In the early days of the Church, everyone knew the Hill Cumorah of Mormon 6:6 was in western New York because of Letter VII and other teachings, such as Oliver's account of multiple visits to the depository of Nephite records inside the hill Cumorah in New York.
Some early Mormon writers assumed that any evidence of ancient civilizations in the Western Hemisphere was evidence of the Book of Mormon.
For example, a popular book by Alexander von Humboldt, published in English in 1806, referred to Panama as a "neck of land." Naturally, early Church members (but never Joseph Smith or Oliver Cowdery) equated Panama with the "neck of land" mentioned in the Book of Mormon.
Orson Pratt spent several pages of his 1840 missionary pamphlet describing how the native people in Central and South America were Lamanites. When Joseph wrote the Wentworth letter, he borrowed from this pamphlet, but when he came to Orson's description of the Lamanites, Joseph replaced it with the statement that "The remnant are the Indians that now inhabit this country."
(This passage was de-correlated (censored) in the Joseph Smith manual because it contradicts M2C, especially when we compare it to the Orson Pratt pamphlet. See http://www.bookofmormoncentralamerica.com/2017/07/editing-wentworth-letter.html)

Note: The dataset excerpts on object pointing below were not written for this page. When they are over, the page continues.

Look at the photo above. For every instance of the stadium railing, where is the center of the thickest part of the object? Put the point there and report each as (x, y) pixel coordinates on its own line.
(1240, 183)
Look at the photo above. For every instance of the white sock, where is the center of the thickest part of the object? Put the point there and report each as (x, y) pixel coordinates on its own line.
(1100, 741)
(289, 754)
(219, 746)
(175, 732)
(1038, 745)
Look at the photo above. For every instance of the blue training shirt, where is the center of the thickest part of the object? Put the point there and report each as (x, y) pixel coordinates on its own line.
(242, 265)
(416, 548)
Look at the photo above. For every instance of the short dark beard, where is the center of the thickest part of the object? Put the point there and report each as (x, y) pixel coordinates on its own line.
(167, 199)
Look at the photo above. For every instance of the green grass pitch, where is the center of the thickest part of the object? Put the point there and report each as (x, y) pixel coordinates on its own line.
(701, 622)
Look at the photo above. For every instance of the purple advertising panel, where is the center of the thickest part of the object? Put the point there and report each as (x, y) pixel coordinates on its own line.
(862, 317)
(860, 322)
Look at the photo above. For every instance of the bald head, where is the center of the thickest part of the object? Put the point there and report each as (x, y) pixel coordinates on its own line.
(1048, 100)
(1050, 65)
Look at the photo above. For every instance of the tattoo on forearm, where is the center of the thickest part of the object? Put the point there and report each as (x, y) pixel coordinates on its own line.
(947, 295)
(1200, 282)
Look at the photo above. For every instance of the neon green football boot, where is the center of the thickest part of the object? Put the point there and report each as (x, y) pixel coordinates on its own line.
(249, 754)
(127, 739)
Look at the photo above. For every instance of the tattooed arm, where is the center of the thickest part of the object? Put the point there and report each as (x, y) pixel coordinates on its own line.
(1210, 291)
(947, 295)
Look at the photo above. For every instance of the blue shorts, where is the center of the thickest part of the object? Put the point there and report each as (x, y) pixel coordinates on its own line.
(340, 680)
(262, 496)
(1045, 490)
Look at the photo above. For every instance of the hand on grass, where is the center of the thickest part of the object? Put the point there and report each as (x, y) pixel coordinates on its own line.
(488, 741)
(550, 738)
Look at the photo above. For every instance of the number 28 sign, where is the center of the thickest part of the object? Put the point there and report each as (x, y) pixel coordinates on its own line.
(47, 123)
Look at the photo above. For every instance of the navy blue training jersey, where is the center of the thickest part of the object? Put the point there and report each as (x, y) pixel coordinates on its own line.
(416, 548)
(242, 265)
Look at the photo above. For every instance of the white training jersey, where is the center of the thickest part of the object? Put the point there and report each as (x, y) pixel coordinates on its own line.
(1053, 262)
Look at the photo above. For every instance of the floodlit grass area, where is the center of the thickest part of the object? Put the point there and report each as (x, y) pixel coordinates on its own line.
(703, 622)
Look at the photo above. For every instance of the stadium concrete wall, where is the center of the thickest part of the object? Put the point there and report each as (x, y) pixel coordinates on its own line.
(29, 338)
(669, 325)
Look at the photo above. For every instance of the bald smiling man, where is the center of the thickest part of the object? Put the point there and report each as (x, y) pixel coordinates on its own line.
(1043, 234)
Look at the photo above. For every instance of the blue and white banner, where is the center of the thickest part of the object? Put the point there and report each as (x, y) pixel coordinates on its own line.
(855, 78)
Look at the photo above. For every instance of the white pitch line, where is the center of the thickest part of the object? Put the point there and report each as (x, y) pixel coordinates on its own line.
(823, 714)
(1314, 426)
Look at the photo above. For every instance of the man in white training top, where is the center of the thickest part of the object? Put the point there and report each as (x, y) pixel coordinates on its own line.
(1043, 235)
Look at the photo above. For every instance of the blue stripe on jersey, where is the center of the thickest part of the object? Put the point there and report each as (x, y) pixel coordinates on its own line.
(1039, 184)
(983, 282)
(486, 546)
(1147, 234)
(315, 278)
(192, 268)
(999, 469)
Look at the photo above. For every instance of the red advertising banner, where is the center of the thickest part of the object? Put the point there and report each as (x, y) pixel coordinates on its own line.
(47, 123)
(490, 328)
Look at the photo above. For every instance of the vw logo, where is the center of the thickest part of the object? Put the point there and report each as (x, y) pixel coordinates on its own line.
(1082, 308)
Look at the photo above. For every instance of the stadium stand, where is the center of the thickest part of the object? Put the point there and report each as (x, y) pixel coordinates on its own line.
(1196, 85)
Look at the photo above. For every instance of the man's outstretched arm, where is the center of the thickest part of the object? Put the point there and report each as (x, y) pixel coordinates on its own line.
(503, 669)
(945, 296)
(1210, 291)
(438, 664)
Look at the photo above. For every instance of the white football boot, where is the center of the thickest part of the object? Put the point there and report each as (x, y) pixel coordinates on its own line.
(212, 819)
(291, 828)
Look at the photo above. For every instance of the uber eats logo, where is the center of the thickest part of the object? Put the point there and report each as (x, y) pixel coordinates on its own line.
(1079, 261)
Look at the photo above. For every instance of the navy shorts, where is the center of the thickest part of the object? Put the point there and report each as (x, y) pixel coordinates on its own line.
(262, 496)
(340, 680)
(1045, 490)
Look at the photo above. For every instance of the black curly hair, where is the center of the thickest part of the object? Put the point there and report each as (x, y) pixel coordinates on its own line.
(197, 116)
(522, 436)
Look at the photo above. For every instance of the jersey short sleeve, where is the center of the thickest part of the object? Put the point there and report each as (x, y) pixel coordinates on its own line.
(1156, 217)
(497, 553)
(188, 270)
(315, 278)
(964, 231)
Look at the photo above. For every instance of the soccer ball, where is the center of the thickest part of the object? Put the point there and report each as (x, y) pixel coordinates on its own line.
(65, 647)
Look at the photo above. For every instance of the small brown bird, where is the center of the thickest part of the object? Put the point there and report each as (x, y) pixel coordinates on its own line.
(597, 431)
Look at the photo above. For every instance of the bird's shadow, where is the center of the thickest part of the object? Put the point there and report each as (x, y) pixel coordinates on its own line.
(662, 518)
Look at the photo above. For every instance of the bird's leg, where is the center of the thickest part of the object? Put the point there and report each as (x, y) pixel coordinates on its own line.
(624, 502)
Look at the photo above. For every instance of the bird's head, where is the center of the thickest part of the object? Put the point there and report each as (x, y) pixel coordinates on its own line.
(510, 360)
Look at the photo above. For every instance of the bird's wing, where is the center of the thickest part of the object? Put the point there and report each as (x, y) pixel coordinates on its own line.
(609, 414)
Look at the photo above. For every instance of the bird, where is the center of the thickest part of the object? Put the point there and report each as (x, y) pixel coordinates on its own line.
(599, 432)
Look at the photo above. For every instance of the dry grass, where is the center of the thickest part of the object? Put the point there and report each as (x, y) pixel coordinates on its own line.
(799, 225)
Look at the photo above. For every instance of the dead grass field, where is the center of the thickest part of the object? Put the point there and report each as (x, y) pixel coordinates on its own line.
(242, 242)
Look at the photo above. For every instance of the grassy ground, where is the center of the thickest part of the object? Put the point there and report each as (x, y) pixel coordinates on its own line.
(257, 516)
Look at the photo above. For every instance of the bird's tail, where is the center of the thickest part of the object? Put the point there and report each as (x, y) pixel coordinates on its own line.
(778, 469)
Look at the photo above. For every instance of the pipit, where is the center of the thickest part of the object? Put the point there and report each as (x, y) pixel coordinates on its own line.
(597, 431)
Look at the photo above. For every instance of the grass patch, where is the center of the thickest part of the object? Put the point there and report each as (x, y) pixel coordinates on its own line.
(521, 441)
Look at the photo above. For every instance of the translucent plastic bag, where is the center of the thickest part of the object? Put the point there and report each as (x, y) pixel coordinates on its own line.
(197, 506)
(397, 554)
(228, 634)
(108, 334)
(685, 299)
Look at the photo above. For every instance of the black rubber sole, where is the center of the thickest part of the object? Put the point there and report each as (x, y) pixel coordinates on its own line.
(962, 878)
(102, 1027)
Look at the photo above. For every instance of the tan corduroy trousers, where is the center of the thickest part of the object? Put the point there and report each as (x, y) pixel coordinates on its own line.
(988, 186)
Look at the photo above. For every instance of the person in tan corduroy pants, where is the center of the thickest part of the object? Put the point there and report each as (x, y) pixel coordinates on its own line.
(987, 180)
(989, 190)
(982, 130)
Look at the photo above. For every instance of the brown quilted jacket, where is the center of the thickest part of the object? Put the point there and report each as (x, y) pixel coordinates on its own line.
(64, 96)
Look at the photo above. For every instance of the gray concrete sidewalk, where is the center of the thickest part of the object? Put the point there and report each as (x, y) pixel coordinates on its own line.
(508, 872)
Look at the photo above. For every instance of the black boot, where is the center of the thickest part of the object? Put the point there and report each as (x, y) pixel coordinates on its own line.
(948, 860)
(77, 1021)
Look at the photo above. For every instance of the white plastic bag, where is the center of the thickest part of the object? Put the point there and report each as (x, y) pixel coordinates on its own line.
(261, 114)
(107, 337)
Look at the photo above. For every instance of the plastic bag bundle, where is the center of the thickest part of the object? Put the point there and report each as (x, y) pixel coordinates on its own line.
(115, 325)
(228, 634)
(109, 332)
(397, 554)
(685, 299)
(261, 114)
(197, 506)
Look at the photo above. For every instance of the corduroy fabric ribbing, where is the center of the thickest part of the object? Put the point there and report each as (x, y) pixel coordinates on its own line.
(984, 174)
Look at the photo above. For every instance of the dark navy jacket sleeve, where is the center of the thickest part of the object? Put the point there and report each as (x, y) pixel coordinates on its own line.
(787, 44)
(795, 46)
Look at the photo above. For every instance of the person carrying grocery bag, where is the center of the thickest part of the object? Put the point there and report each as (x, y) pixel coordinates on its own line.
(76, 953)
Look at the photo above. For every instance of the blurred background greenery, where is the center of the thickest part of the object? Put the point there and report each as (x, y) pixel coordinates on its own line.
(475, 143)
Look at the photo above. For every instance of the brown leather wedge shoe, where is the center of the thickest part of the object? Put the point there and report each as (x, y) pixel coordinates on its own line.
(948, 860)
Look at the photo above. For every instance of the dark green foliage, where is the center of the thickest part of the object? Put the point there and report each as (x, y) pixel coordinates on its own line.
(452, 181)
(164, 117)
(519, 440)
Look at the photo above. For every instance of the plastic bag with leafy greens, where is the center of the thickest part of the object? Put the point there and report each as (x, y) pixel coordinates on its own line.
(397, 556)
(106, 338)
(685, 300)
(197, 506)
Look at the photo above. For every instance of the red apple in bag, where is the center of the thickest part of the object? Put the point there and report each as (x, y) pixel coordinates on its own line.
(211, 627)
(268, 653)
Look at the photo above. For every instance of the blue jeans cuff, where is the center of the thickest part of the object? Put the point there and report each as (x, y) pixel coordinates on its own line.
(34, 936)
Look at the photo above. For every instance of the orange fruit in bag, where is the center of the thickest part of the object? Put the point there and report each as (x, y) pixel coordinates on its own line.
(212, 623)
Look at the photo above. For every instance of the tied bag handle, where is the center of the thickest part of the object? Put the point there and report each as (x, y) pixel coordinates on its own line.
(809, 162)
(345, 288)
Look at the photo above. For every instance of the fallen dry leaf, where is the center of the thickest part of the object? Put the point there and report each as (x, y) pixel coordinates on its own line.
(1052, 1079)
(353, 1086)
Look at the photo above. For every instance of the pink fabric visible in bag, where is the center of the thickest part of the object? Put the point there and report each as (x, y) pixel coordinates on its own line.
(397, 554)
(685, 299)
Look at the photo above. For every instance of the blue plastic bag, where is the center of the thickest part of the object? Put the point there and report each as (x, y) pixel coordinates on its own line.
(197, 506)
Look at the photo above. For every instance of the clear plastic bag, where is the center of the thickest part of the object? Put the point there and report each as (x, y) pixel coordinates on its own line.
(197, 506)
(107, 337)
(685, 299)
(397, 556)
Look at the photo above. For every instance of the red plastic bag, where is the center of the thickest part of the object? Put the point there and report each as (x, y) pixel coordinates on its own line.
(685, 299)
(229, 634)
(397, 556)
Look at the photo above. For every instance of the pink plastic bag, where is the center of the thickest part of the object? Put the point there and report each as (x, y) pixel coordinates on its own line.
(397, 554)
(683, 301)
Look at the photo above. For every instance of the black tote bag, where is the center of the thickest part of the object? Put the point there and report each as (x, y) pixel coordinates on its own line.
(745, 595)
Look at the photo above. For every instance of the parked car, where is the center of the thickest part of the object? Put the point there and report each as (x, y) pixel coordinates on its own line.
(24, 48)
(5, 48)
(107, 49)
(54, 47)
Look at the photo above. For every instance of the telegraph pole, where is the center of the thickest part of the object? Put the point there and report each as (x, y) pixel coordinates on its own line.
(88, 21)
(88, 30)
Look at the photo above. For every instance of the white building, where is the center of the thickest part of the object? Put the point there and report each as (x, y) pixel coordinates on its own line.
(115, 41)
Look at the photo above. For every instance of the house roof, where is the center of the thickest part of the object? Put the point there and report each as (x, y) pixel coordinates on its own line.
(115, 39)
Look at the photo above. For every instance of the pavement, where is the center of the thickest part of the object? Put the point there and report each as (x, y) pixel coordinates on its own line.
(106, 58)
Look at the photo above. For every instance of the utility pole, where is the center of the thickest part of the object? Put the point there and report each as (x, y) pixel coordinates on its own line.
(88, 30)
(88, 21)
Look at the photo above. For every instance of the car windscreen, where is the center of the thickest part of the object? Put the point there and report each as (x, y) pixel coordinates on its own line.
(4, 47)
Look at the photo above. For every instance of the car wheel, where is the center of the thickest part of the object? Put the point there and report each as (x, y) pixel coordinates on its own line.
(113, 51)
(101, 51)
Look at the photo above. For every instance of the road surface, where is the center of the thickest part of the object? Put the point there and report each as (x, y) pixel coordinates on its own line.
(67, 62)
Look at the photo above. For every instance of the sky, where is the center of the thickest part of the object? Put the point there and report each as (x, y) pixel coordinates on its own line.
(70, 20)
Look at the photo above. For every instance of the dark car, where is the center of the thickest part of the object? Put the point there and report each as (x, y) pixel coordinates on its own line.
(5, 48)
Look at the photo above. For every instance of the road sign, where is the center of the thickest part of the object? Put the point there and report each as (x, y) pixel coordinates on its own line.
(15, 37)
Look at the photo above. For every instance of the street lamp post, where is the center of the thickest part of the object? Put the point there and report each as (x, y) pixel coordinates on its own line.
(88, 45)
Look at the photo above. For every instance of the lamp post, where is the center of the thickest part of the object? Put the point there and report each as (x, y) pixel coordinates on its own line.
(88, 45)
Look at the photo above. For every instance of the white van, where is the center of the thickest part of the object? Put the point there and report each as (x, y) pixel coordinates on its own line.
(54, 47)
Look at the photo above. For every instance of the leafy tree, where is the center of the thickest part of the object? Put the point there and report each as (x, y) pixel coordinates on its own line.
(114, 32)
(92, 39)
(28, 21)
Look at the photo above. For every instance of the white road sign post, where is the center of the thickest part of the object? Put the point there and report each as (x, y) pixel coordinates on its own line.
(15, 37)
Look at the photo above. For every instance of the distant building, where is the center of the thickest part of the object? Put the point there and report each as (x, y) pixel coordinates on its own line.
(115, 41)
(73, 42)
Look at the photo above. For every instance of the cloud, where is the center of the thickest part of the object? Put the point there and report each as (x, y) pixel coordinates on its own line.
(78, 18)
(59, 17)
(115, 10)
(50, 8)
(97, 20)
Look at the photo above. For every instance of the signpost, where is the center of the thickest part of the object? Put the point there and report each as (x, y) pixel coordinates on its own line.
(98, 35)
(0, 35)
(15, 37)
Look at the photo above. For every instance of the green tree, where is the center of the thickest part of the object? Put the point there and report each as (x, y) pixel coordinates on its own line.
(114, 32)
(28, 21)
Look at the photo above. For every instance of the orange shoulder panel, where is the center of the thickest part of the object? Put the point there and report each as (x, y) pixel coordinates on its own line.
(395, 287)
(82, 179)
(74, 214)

It's easy to see why early members jumped to their conclusions. They had no idea that many of the ruins in Central America that they claimed were "Nephite" actually dated to well after 400 AD. They also had no idea about the sophistication of the earthworks created by the Adena and Hopewell Indians in North America. They didn't even know there were two separate ancient civilizations in North America that corresponded in time and space to the Jaredites and Nephites. Those distinct civilizations wouldn't be identified until decades after the Book of Mormon was published.
Throughout the 1800s, there were lots of opinions about Book of Mormon geography, but everyone admitted they were speculative with the exception of one spot: the Hill Ramah/Cumorah in western New York. Everyone agreed on that point. Heber C. Kimball even visited the site after he joined the Church and reported he could still see the embankments at the hill.
M2C originated with RLDS scholars in the late 1800s. Coincidentally, President Joseph F. Smith at the time was seeking to purchase the Hill Cumorah in New York. The RLDS were in an ongoing theological battle with the LDS in Utah over polygamy and other issues. The Cumorah issue was one of several sources of conflict.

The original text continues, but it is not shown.